Author | : Judith Deutsch Kornblatt |
Publisher | : Univ of Wisconsin Press |
Total Pages | : 216 |
Release | : 2004-02-20 |
Genre | : History |
ISBN | : 0299194833 |
Download Doubly Chosen Book in PDF, ePub and Kindle
Doubly Chosen provides the first detailed study of a unique cultural and religious phenomenon in post-Stalinist Russia—the conversion of thousands of Russian Jewish intellectuals to Orthodox Christianity, first in the 1960s and later in the 1980s. These time periods correspond to the decades before and after the great exodus of Jews from the Soviet Union. Judith Deutsch Kornblatt contends that the choice of baptism into the Church was an act of moral courage in the face of Soviet persecution, motivated by solidarity with the values espoused by Russian Christian dissidents and intellectuals. Oddly, as Kornblatt shows, these converts to Russian Orthodoxy began to experience their Jewishness in a new and positive way. Working primarily from oral interviews conducted in Russia, Israel, and the United States, Kornblatt underscores the conditions of Soviet life that spurred these conversions: the virtual elimination of Judaism as a viable, widely practiced religion; the transformation of Jews from a religious community to an ethnic one; a longing for spiritual values; the role of the Russian Orthodox Church as a symbol of Russian national culture; and the forging of a new Jewish identity within the context of the Soviet dissident movement.

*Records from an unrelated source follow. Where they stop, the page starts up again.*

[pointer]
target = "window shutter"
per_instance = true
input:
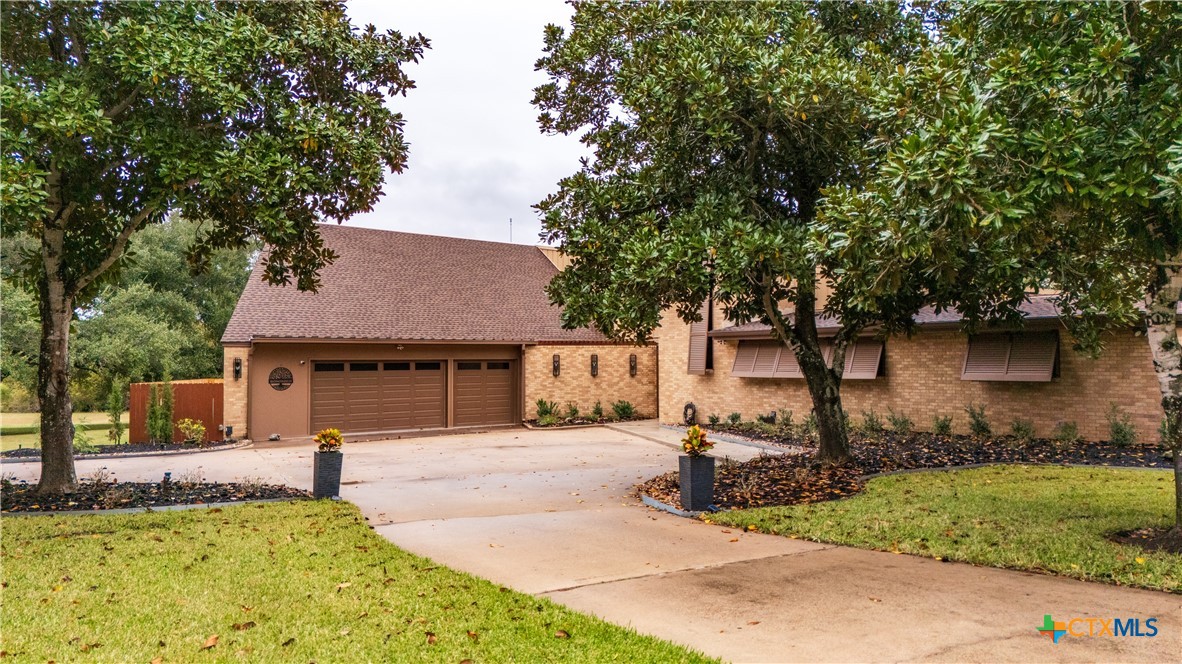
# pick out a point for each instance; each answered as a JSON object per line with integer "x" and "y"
{"x": 1013, "y": 357}
{"x": 862, "y": 359}
{"x": 700, "y": 343}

Author | : Walter Kolarz |
Publisher | : |
Total Pages | : 566 |
Release | : 1961 |
Genre | : Religion |
ISBN | : |
Download Religion in the Soviet Union Book in PDF, ePub and Kindle
Comprehensive survey of the situation of various religious groups in the U.S.S.R., including Christian, Moslem, Buddhist, Jewish, with contemporary developments under the Khrushchev regime.
Author | : Lionel Kochan |
Publisher | : Oxford University Press, USA |
Total Pages | : 458 |
Release | : 1978 |
Genre | : History |
ISBN | : |
Download The Jews in Soviet Russia Since 1917 Book in PDF, ePub and Kindle
Historical analysis of the position and living conditions of Russian Jews in the USSR since 1917 - covers government policy of discrimination against the jewish minority group, demographic aspects and occupational structure, cultural factors and achievements in literature, legal status, religion, the problem of language, jewish emigration, the role of USSR and Russian foreign policy in Arab country and in Israel, etc. Bibliography after each chapter.